- Sang-e Vares Location within Iran
- Coordinates: 36°40′01″N 51°19′40″E﻿ / ﻿36.66694°N 51.32778°E
- Country: Iran
- Province: Mazandaran
- County: Chalus
- District: Central
- City: Hachirud

Population (2011)
- • Total: 1,034
- Time zone: UTC+3:30 (IRST)

= Sang-e Vares =

Neighborhood in Mazandaran province, Iran

Sang-e Vares (سنگ وارث) (Note: Also romanized as Sang-e Vāres̄) is a neighborhood in the city of Hachirud in the Central District of Chalus County, Mazandaran province, Iran.

==Demographics==
===Population===
At the time of the 2006 National Census, Sang-e Vares's population was 957 in 267 households, when it was a village in Kelarestaq-e Gharbi Rural District.
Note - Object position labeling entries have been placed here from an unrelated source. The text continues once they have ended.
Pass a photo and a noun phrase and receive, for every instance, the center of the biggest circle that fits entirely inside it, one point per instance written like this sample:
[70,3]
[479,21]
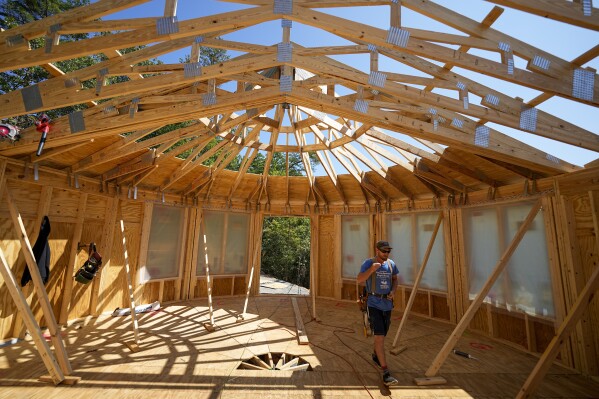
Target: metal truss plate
[284,52]
[209,99]
[398,36]
[133,107]
[283,7]
[492,99]
[286,83]
[192,69]
[15,40]
[528,119]
[541,62]
[32,99]
[361,106]
[481,136]
[71,82]
[377,78]
[167,25]
[457,123]
[76,121]
[553,159]
[583,83]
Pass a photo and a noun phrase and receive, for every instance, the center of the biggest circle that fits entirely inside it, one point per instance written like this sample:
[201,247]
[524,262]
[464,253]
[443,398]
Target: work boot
[388,379]
[375,359]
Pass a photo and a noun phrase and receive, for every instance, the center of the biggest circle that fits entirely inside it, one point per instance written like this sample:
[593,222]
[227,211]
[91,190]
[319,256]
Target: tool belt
[88,271]
[382,296]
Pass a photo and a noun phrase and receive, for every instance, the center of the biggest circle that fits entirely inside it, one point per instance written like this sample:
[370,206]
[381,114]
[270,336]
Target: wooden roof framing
[369,146]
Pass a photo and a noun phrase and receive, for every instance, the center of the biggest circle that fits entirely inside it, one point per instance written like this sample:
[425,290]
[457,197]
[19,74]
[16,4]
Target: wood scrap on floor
[299,323]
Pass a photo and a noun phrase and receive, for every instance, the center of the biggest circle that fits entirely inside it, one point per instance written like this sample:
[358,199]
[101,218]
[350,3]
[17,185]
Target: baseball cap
[383,245]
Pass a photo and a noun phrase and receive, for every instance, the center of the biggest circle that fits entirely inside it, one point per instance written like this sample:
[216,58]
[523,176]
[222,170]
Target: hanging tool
[9,132]
[464,354]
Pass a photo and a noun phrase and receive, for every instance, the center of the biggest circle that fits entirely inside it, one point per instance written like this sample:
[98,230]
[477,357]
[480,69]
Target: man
[380,274]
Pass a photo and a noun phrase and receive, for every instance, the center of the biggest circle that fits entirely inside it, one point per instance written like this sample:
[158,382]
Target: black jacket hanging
[41,252]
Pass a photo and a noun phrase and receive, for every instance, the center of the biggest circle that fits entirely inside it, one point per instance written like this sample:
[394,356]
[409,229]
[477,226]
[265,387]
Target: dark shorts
[379,320]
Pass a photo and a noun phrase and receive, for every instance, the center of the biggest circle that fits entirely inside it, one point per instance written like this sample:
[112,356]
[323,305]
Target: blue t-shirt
[383,283]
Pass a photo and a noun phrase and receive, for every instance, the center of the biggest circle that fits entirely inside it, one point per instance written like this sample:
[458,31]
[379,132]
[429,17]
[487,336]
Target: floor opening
[275,361]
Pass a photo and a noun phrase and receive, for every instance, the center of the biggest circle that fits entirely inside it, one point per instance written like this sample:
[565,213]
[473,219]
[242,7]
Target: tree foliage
[286,249]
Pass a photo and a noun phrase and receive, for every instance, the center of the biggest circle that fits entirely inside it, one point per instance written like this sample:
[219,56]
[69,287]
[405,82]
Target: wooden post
[112,209]
[135,347]
[61,353]
[29,320]
[314,262]
[209,326]
[416,284]
[42,210]
[257,249]
[68,276]
[503,261]
[194,260]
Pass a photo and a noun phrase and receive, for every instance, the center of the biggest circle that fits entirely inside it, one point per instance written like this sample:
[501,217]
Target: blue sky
[560,39]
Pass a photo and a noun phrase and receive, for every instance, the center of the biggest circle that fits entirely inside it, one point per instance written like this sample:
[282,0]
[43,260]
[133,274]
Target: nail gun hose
[40,146]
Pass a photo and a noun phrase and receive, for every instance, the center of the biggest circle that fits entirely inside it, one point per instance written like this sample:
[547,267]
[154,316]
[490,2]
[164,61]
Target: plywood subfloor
[180,359]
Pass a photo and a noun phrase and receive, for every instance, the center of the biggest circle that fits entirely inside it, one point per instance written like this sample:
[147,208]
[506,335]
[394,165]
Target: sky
[562,40]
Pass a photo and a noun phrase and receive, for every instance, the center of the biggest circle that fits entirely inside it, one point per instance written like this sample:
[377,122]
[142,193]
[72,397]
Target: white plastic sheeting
[228,231]
[355,247]
[525,285]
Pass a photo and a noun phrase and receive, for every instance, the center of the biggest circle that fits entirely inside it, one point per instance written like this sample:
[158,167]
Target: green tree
[19,12]
[286,249]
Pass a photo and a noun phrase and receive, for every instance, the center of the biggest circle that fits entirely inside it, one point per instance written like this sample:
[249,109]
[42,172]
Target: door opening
[285,258]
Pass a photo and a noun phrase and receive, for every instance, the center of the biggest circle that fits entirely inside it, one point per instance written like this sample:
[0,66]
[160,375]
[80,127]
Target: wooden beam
[478,300]
[574,315]
[68,275]
[559,10]
[29,319]
[61,353]
[413,294]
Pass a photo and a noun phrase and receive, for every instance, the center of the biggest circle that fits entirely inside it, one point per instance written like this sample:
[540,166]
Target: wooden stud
[463,324]
[112,209]
[68,276]
[56,374]
[574,315]
[61,353]
[134,325]
[204,246]
[417,283]
[43,209]
[302,337]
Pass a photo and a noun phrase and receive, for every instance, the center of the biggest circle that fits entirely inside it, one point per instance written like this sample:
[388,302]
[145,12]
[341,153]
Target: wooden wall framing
[569,207]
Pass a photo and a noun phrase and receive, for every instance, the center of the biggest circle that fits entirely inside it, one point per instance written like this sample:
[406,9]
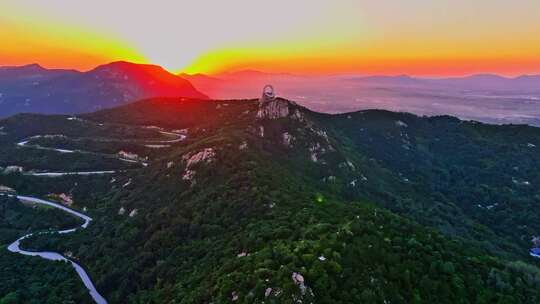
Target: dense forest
[367,207]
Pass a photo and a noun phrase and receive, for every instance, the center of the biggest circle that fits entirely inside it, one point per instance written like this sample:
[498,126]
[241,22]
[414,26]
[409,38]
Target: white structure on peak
[270,107]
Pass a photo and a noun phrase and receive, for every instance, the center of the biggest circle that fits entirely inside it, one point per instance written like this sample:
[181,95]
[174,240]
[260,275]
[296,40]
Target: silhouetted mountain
[32,88]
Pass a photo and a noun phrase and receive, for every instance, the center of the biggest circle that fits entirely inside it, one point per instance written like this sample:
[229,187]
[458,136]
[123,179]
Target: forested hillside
[278,204]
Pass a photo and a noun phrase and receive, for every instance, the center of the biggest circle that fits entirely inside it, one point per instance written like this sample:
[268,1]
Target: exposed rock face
[6,189]
[273,109]
[317,150]
[287,139]
[207,155]
[13,169]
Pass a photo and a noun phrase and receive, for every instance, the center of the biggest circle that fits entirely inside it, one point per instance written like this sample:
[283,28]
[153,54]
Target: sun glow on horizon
[311,37]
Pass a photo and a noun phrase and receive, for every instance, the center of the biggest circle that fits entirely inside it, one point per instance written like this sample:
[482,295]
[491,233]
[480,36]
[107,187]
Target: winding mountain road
[54,256]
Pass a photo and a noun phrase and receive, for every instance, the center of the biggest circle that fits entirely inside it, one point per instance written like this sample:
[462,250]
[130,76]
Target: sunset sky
[417,37]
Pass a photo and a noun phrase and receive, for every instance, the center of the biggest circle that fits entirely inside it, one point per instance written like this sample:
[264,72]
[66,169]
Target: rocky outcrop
[273,109]
[207,155]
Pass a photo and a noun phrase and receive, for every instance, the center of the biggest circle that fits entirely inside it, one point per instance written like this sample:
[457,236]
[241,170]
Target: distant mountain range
[35,89]
[484,97]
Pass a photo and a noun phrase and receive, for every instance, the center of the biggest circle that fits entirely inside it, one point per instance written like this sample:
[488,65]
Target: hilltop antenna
[268,94]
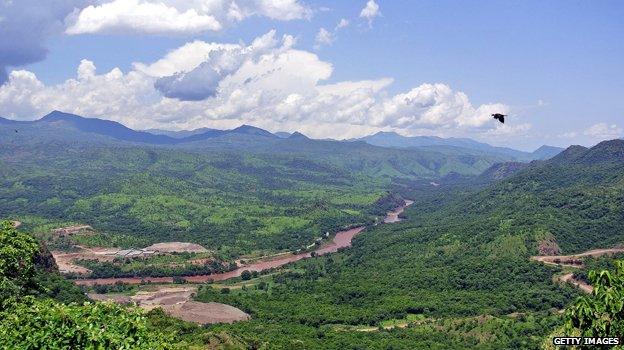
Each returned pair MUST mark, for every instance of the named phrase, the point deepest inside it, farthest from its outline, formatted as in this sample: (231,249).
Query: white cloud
(604,131)
(177,17)
(267,83)
(342,24)
(370,11)
(323,38)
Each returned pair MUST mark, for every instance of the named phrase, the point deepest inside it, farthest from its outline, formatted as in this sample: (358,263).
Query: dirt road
(342,239)
(576,261)
(177,302)
(569,278)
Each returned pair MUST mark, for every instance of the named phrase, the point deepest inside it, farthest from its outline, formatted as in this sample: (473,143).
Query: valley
(341,239)
(295,239)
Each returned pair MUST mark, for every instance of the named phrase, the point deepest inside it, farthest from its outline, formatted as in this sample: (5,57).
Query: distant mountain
(120,132)
(605,152)
(105,127)
(251,130)
(501,171)
(282,134)
(392,139)
(179,134)
(546,152)
(298,135)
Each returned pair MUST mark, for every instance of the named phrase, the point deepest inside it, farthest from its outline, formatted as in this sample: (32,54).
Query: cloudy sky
(335,69)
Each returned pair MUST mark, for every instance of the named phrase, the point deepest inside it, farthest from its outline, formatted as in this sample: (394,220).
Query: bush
(44,324)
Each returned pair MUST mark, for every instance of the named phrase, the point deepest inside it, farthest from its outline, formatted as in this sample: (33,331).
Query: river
(342,239)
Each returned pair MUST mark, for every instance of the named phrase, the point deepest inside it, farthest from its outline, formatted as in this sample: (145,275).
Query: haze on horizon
(328,70)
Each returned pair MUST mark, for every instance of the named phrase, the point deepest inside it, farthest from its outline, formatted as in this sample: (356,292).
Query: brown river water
(342,239)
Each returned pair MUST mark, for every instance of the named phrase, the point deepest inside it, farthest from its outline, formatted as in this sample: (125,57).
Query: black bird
(499,117)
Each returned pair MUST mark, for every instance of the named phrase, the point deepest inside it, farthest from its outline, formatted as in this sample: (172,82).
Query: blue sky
(555,66)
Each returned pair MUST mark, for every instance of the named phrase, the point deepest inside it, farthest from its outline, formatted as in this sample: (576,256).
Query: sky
(338,69)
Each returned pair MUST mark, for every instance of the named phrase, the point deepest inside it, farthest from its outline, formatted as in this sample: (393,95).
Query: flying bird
(499,117)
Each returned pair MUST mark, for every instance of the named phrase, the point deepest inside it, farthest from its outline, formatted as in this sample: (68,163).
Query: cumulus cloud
(342,24)
(604,131)
(24,27)
(203,81)
(323,38)
(370,11)
(268,83)
(178,17)
(141,16)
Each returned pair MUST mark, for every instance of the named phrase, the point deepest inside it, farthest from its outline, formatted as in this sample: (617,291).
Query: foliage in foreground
(45,324)
(602,313)
(27,322)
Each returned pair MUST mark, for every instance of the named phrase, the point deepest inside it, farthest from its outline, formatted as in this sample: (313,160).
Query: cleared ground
(177,302)
(176,247)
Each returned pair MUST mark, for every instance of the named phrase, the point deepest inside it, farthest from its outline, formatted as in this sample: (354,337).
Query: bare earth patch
(575,260)
(176,247)
(65,261)
(177,302)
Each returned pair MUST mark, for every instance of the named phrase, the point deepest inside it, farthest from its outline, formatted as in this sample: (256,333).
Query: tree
(602,313)
(17,257)
(44,324)
(246,275)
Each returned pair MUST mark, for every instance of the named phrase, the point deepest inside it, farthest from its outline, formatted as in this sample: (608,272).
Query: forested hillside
(235,192)
(455,257)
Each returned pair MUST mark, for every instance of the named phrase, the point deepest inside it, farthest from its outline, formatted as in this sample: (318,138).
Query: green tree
(17,256)
(602,313)
(45,324)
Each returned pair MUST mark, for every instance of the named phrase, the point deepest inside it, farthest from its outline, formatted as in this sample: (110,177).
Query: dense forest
(455,273)
(461,255)
(235,194)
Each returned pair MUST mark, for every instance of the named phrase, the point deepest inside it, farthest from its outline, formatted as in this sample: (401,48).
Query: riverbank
(342,239)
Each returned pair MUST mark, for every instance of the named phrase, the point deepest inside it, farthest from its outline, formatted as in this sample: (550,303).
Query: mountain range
(120,132)
(392,139)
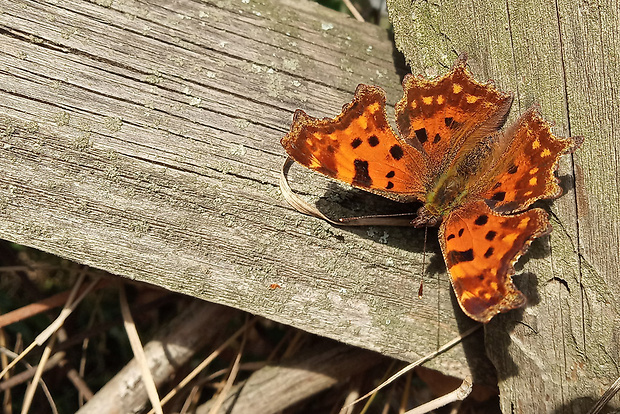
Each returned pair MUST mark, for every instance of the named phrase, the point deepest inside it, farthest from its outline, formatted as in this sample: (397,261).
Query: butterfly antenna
(420,291)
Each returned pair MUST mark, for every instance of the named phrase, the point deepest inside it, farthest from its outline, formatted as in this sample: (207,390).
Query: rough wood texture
(563,351)
(143,138)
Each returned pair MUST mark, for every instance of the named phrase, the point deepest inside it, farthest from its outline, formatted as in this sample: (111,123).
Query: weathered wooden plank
(143,138)
(562,352)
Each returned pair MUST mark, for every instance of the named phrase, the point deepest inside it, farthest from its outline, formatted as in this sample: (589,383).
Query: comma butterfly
(475,181)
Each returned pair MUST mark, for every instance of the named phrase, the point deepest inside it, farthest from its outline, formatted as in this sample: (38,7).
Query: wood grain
(143,138)
(562,352)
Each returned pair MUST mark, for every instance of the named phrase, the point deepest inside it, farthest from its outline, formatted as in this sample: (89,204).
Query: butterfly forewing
(449,116)
(525,165)
(359,147)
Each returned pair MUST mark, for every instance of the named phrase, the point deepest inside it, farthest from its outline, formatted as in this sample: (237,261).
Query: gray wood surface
(564,350)
(143,138)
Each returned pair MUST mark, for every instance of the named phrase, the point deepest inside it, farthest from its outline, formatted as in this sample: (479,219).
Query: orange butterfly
(475,181)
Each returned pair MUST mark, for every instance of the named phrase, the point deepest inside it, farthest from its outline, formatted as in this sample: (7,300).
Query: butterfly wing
(449,116)
(359,147)
(526,158)
(480,248)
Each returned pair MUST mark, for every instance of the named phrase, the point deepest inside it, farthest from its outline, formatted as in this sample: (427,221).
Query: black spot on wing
(499,196)
(456,256)
(481,220)
(361,177)
(396,152)
(420,134)
(373,141)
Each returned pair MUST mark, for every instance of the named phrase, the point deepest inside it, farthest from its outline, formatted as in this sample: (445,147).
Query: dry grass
(98,349)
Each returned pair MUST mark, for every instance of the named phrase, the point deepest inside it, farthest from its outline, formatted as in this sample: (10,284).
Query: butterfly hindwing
(480,248)
(359,147)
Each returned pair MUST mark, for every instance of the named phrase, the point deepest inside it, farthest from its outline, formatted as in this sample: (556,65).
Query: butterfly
(475,181)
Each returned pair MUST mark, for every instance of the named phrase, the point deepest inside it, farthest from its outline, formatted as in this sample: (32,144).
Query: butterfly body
(474,180)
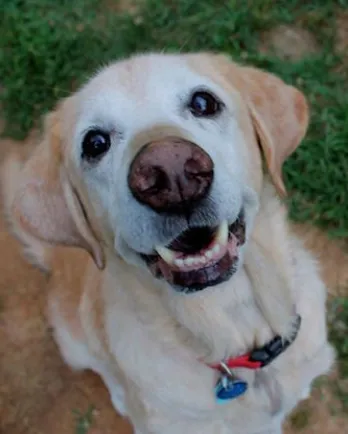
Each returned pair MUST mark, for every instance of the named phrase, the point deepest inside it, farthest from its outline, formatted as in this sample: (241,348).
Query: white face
(150,98)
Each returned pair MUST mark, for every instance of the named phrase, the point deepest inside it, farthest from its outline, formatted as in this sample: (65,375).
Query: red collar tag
(260,357)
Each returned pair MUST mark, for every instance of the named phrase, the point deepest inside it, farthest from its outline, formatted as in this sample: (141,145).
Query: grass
(83,421)
(48,48)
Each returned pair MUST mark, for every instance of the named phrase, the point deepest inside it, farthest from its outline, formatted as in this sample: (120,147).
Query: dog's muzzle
(173,177)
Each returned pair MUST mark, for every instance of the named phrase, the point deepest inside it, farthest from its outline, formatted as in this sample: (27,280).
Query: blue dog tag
(228,388)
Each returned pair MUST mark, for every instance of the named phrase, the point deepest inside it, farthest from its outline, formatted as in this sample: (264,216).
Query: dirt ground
(39,395)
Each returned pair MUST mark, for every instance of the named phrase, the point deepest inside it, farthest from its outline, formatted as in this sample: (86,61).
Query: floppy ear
(280,116)
(45,205)
(279,113)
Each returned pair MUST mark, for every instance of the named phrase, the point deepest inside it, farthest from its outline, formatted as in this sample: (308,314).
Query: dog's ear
(46,205)
(279,113)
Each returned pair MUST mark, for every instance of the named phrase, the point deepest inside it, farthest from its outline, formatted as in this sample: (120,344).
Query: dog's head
(157,159)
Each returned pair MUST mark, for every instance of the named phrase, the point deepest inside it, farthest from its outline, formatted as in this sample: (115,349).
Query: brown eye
(204,104)
(95,144)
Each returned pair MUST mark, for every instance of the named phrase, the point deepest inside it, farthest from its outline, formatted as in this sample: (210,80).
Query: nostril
(199,167)
(150,180)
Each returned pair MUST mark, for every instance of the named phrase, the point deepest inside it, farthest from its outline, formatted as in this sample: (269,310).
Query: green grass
(48,48)
(83,421)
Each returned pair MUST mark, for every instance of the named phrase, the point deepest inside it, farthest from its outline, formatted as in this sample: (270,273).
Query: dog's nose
(170,174)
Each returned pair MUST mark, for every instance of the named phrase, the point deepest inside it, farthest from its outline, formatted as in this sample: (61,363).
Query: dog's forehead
(140,81)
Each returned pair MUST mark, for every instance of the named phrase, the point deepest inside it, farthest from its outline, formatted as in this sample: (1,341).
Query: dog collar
(229,386)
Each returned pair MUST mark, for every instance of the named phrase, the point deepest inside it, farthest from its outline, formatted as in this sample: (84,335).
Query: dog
(183,286)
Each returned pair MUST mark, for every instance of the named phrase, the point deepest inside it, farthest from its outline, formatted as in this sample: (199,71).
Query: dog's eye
(95,144)
(204,104)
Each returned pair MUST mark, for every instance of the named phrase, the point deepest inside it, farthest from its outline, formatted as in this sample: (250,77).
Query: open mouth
(199,257)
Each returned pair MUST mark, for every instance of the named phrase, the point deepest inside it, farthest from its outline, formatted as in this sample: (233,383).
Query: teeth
(189,261)
(216,248)
(220,241)
(222,234)
(179,262)
(209,254)
(166,254)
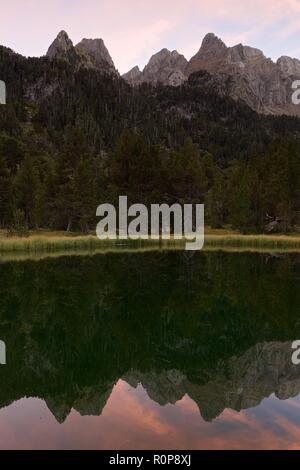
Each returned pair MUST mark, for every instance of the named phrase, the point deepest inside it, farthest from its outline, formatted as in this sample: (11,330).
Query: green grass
(47,243)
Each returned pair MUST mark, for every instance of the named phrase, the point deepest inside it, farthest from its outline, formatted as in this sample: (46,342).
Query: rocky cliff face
(60,47)
(165,67)
(264,85)
(267,369)
(89,53)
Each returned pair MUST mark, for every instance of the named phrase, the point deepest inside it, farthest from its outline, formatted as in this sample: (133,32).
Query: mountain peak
(96,51)
(60,46)
(212,43)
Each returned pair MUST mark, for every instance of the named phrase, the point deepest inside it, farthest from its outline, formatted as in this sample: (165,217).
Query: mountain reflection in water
(127,336)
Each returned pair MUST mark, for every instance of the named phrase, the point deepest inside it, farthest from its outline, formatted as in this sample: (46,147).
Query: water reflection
(150,350)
The following census in 2011 counted 1,034 people in 313 households.

In 2010, the village of Hachirud merged with the villages of Abbas Kola, Akbarabad, Chakhani, Delgosha, Dujman, Emamrud, Herteh Kola, Kia Kola, Mesedeh, Mohammad Hoseynabad, Nursar, and Sang-e Vares in the establishment of the new city of Hachirud.